Introduction

Welcome to the first problem set. There is not a great deal of material here, but since this may be your first time using R and R Markdown, there are many potential pitfalls, so leave yourself plenty of time to complete it. The idea here is not that you can sit down and answer these questions straight away, but that you have a week to figure it out, and this is a key part of the learning process.

If you are looking at the HTML version of the problem set (pset1.html) that may have opened in your web browser, you are seeing the ouput produced by running the “script”” or code called in the file pset1.rmd, also available on the course website. Go ahead and open the file called pset1.rmd. If it does not open automatically within R Studio, you can open R Studio first and then use the File menu to open up pset1.rmd. Once you open pset1.rmd, you can continue reading the text easily in that file.

It will be easiest for you to open the .rmd file posted for each pset, and start writing your solutions in by learning from the code you see in the questions.

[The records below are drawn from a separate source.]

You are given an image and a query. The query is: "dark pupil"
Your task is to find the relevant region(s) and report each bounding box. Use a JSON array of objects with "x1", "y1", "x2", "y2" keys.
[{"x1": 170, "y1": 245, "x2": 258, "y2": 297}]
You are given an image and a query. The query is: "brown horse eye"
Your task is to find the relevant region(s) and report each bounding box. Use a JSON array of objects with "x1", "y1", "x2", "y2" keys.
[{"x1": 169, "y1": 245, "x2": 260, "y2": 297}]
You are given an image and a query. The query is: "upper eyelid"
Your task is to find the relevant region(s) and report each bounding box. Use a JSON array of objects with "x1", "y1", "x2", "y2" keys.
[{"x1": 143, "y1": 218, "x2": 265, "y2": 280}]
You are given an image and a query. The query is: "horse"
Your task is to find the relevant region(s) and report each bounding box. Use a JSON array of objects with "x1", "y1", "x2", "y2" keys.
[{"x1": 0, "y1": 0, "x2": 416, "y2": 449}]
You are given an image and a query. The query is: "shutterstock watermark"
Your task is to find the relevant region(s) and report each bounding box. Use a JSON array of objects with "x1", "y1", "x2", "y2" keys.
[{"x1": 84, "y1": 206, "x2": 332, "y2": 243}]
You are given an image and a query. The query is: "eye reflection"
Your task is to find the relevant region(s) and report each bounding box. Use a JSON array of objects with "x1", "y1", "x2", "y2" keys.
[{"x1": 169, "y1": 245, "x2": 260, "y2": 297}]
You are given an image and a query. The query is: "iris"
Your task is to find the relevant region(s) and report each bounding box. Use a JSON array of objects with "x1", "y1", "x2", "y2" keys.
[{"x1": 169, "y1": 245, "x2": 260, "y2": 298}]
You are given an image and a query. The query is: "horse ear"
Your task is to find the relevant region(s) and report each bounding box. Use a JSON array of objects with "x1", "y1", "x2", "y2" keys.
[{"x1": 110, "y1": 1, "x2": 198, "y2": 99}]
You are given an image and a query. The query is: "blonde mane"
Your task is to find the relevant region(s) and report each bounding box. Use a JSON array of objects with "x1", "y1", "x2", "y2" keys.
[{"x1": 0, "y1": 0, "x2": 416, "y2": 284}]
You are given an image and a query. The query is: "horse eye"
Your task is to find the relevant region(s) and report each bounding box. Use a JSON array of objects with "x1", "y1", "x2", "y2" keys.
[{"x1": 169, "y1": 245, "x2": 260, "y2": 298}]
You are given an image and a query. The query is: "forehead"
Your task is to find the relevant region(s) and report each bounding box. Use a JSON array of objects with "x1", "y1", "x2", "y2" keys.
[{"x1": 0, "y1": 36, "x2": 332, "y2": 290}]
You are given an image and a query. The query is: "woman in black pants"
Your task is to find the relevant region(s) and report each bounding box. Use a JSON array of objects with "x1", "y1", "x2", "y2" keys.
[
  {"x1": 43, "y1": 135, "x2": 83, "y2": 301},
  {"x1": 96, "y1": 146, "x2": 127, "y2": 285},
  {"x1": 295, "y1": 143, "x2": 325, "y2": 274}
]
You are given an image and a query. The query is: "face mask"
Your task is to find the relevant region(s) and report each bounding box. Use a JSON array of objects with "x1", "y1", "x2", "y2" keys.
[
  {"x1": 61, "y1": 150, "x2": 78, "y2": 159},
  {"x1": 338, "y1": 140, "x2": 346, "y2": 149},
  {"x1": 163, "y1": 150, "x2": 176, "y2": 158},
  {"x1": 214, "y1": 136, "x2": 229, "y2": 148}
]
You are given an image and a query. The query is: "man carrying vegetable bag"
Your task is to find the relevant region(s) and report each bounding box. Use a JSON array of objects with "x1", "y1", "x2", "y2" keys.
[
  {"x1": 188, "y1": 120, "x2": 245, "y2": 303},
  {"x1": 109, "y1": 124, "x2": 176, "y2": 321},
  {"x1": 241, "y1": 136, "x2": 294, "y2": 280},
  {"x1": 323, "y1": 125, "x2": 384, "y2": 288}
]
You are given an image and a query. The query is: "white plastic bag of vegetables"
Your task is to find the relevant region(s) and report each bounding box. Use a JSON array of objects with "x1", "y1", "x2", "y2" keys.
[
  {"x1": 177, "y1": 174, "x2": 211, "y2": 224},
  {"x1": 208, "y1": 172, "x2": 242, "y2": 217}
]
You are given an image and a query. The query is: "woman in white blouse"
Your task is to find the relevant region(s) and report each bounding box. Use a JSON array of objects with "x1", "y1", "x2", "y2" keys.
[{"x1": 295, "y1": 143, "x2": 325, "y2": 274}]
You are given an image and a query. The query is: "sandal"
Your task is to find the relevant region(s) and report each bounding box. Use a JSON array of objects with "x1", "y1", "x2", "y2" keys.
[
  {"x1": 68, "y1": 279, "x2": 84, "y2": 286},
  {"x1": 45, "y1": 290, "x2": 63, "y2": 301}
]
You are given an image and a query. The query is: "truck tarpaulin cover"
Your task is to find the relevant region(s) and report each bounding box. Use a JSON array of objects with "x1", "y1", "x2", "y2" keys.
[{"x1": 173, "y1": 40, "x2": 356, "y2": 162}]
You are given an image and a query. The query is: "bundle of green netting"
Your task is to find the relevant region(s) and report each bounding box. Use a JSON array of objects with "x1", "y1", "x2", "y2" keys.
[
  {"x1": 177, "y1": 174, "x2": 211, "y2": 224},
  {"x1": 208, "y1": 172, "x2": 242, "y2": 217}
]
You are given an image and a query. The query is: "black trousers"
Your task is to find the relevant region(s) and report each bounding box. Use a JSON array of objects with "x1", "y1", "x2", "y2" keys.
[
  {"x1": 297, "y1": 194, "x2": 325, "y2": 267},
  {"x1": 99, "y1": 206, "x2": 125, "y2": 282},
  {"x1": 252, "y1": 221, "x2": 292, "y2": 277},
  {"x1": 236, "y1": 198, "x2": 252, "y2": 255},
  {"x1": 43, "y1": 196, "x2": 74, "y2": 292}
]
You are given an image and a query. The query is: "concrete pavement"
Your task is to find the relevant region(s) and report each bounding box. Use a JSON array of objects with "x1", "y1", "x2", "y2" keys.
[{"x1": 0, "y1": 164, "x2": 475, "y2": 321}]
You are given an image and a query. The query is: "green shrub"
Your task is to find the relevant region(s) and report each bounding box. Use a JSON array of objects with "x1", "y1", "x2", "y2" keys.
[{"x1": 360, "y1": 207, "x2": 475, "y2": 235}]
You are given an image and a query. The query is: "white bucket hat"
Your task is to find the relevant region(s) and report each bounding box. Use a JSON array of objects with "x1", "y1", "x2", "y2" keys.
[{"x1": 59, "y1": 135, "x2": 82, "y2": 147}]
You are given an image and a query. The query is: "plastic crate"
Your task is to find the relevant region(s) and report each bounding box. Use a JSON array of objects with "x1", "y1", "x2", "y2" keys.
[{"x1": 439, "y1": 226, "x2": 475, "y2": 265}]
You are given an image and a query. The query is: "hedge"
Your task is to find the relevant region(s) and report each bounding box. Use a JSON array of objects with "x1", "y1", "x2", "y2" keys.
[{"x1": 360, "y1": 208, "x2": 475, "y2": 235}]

Before you start: The R Markdown Introduction

The text, output and graphics in this section are provided as an example whenever you create a new R markdown (.rmd) file in R Studio. It’s a good quick introduction so I replicate it here with minor modification. At this point, you may not understand all of the R code being used here, but the goal is to understand how the .rmd file works and how it relates to the .html file that gets outputted.

Markdown is a simple formatting syntax for authoring HTML, PDF, and MS Word documents. For more details on using R Markdown see http://rmarkdown.rstudio.com. (Here we have set the code to produce an HTML output, which is what you need to upload for this class).

When you click the Knit button a document will be generated that includes both the content as well as the output of any embedded R code chunks within the document. You can embed an R code chunk like this:

summary(cars)

##      speed           dist       
##  Min.   : 4.0   Min.   :  2.00  
##  1st Qu.:12.0   1st Qu.: 26.00  
##  Median :15.0   Median : 36.00  
##  Mean   :15.4   Mean   : 42.98  
##  3rd Qu.:19.0   3rd Qu.: 56.00  
##  Max.   :25.0   Max.   :120.00

You can also embed plots, for example:

Note that the echo = FALSE parameter was added to the code chunk to prevent printing of the R code that generated the plot. In general, you will not include the echo = FALSE, because we will want to see your code.

Submission Instructions

Please submit your problem set via Canvas. Submit both the .rmd file, and the HTML file it creates. This assignment is due by 11:59 PM on Wednesday January 24, 2024. Late problem sets will receive a penalty for each day of delay. Please list any students you collaborated with.

Example Problem

Here is an example problem, with an example solution.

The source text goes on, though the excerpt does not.